04 de agosto de 2021
Mais
    Capa Cidades Cuiabá “Novo Cangaço é extremamente violento; confrontos são inevitáveis”
    “CAUSAM TERROR E PÂNICO”

    “Novo Cangaço é extremamente violento; confrontos são inevitáveis”

    Delegado Vitor Hugo Bruzulato disse que investigações estão bem avançadas

    Foto: PJC-MT
    O delegado Vitor Hugo Bruzulato, que está a frente da GCCO – Foto: PJC-MT

    O delegado da Gerência de Combate ao Crime Organizado (GCCO), Vitor Hugo Bruzulato, classificou como “inevitáveis” os confrontos entre policiais e suspeitos de participação no assalto a duas cooperativas de crédito em Nova Bandeirantes.

    O crime, praticado na modalidade Novo Cangaço, ocorreu no início do mês passado. Até o momento, houveram cinco situações de confrontos que resultaram na morte de 9 suspeitos e 4 prisões.

    Em entrevista à uma rádio da Capital, o chefe da GCCO afirmou que o bando tem um modo de agir extremamente violento, procurando o confronto desde o início do crime até uma tentativa de fuga.

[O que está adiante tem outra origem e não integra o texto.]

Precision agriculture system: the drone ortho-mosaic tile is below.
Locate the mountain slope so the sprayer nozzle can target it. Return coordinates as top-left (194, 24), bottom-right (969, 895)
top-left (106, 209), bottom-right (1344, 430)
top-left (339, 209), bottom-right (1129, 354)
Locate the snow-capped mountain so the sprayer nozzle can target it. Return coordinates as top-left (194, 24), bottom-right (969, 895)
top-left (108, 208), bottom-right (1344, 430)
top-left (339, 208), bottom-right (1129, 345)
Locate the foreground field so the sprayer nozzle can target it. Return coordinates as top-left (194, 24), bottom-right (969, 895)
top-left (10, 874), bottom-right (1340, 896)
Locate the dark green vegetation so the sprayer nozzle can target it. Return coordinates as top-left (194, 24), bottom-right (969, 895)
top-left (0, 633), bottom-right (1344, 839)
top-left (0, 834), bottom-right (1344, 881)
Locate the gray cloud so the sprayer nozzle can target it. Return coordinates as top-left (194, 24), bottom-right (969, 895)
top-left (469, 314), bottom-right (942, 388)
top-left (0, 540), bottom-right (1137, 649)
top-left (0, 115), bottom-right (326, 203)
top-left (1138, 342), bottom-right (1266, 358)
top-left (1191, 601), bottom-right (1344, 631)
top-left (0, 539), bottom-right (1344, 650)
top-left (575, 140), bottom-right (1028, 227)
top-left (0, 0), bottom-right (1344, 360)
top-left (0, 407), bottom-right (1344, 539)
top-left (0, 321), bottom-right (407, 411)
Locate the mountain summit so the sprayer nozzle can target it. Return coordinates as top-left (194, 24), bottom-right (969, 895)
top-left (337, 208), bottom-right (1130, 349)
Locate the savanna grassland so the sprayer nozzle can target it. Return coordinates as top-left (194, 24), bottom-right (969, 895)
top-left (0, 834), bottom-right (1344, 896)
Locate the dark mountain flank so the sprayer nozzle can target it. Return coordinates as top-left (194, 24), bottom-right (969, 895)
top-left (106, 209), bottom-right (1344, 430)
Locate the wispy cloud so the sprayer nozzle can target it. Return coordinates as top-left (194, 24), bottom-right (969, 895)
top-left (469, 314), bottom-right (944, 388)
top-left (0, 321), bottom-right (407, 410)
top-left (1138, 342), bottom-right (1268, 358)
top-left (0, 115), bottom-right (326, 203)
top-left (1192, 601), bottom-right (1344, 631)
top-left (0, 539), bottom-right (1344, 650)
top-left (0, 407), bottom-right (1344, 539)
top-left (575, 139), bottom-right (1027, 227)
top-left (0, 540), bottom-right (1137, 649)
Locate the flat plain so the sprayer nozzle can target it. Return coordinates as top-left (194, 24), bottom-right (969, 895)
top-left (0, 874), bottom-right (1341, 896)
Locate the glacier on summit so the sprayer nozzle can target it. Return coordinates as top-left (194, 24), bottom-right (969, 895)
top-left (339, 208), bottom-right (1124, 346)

    “Quando a gente fala do Novo Cangaço, o modus operandi é de um grupo criminoso fortemente armado e que age com extrema violência, causando terror na sociedade”, disse o delegado.

    “Esse grupo não estava ali para brincar. Eles queriam fazer a fuga a todo custo de forma a garantir o produto do crime. Eles procuram o confronto a todo momento. E os policiais são extremamente preparados. O confronto, na minha visão, era inevitável e os policias fizeram o revide dessa injusta agressão”, emendou Bruzulato.

    Ainda segundo o delegado, a quantidade de armamento apreendido neste período – especialmente fuzis – mostra a periculosidade do bando.

    Ele evitou dar detalhes das investigações conduzidas até o momento, uma vez que elas correm sob sigilo.

    De todo modo, garantiu que há um número expressivo de pessoas investigadas já que a polícia apura, além daqueles que participam do crime, os suspeitos de dar apoio a toda ação criminosa.

    “O objetivo é prender todo mundo que agiu direta ou indiretamente no assalto. Quem deu apoio com moradia, quem emprestou carro… Estamos bem avançados nas investigações para alcançar todos os envolvidos”.